Leaktivism is defined as the action of distributing confidential documents to the public in an attempt to directly impact the socio-economic and political spheres. The term Leaktivism was popularized by Micah White, the co-founder of the Occupy movement, in relation to the Panama Papers.

==Origins==

The Panama Papers are a collection of 11.5m leaked files from one of the world's largest law firms, Mossack Fonseca. A German newspaper called Süddeutsche Zeitung was able to obtain the database from an anonymous source acting under the pseudonym John Doe, who stated he was releasing the papers to draw attention to wealth inequality. The different files demonstrated the manner in which the different wealthy individuals are able to take advantage of secrete offshore tax regimes.
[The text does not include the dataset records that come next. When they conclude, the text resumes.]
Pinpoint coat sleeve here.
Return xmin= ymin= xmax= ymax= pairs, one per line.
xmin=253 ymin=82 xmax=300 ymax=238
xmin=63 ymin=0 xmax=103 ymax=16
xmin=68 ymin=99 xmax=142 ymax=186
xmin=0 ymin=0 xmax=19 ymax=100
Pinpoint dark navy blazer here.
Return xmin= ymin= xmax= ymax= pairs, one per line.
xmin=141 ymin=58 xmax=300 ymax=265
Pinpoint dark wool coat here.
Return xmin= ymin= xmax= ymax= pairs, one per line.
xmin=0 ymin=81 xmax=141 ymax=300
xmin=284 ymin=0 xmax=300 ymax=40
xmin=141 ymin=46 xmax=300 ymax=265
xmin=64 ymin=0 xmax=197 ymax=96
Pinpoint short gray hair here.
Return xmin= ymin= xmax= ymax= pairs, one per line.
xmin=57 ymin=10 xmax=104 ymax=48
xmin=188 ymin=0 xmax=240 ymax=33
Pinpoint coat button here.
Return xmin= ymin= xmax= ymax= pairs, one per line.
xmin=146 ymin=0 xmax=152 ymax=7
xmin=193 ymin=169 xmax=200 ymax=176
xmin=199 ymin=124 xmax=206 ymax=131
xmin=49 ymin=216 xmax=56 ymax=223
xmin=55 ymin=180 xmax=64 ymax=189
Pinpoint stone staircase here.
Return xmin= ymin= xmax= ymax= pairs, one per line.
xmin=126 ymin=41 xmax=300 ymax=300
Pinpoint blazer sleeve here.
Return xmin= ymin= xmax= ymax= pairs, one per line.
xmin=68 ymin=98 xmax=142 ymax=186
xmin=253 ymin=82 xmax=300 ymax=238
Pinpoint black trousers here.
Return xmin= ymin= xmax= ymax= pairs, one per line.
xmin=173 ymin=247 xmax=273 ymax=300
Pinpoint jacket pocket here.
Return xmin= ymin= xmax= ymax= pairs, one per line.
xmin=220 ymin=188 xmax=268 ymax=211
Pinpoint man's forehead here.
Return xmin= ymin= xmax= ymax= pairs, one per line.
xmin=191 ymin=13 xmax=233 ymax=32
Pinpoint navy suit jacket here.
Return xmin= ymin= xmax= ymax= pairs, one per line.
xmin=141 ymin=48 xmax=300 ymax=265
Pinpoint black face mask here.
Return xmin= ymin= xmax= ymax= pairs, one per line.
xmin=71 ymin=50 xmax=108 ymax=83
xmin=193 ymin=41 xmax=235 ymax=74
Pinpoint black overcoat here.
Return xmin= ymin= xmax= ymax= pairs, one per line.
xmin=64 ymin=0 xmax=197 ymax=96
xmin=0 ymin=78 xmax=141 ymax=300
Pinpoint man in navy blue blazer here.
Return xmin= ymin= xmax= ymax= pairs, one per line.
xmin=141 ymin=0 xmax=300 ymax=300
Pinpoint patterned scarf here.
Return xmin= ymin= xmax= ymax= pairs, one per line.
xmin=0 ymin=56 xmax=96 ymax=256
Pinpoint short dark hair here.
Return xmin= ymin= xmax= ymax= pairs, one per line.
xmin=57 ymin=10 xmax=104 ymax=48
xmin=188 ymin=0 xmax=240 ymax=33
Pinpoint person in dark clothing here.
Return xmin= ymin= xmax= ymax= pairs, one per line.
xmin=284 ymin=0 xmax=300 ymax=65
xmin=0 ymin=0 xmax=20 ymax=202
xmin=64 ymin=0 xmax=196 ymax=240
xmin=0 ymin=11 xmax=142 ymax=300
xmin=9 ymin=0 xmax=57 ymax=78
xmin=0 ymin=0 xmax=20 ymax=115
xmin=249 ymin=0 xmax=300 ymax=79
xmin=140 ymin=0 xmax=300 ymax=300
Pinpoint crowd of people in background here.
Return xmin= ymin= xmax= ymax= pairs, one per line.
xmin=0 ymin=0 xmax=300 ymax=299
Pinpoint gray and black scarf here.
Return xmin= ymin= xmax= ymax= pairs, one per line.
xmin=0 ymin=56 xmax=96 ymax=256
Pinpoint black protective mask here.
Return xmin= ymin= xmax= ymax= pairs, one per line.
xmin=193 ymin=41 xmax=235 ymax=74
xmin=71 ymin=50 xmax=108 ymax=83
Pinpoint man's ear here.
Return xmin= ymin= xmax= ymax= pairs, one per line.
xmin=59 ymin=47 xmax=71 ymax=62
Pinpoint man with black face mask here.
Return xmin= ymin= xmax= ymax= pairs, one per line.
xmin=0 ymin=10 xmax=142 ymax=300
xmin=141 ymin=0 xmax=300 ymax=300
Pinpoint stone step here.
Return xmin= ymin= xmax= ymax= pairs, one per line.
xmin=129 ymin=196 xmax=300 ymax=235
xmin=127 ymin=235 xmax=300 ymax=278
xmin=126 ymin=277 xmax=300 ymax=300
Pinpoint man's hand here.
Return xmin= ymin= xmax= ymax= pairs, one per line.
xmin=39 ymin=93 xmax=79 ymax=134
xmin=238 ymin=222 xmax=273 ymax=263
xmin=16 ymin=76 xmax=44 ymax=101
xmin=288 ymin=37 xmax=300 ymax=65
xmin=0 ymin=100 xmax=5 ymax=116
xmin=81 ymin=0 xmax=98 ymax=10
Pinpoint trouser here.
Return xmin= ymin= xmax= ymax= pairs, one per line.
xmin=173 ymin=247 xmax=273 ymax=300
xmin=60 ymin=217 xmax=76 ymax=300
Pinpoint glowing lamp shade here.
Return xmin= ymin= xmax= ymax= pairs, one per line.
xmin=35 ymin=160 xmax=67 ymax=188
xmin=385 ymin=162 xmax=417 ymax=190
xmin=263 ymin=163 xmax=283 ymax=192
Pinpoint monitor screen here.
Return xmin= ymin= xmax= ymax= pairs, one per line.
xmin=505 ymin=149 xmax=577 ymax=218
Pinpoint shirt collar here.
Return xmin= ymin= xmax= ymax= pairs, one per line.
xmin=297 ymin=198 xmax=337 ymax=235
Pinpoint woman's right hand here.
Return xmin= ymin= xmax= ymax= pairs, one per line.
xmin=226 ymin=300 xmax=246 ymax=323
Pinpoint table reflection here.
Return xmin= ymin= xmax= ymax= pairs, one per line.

Several heads of state and heads of government were included among the 143 politicians impacted within the leak. (See List of people named in the Panama Papers.)

The information leaked in regards to the Panama Papers is considered one of the largest leaks in history. This leak is considered to be larger than both the US diplomatic cables leak in 2010 and the 2010s global surveillance disclosures. In total there 11.5m documents along with 2.6 terabytes of information taken from the Mossack Fonseca’s internal database.

==Establishment of Leaktivism==

Micah White is the co-founder of Occupy and a democratic activist. His article in the Guardian states that the Panama Papers illustrate the rising of leaktivism. He argues that they show that leaking information can be an impactful form of protest, with the ability to destabilize numerous governments throughout the globe, impacting the credibility of powerful world leaders.

White states that the Panama Papers have resulted in positive social change. He uses the example of the former Icelandic Prime Minister Sigmundur Davíð Gunnlaugsson, who was forced to resign from his position. However, he does argue that while the resignation of some corrupt political leaders is progress, it does not solve the larger problem; namely, that our world is being run by the top 1%. He says that individuals must go beyond traditional activism and try different methods of protest, developing the manner in which our society protests in relation to the technology that is developing.

White concludes his article by stating that the main problem that the Panama Papers illustrates is a questions concerning the governance of our world. The leak demonstrates who is actually in power. He further argues that the distribution of the papers will only be successful if it bring upon change."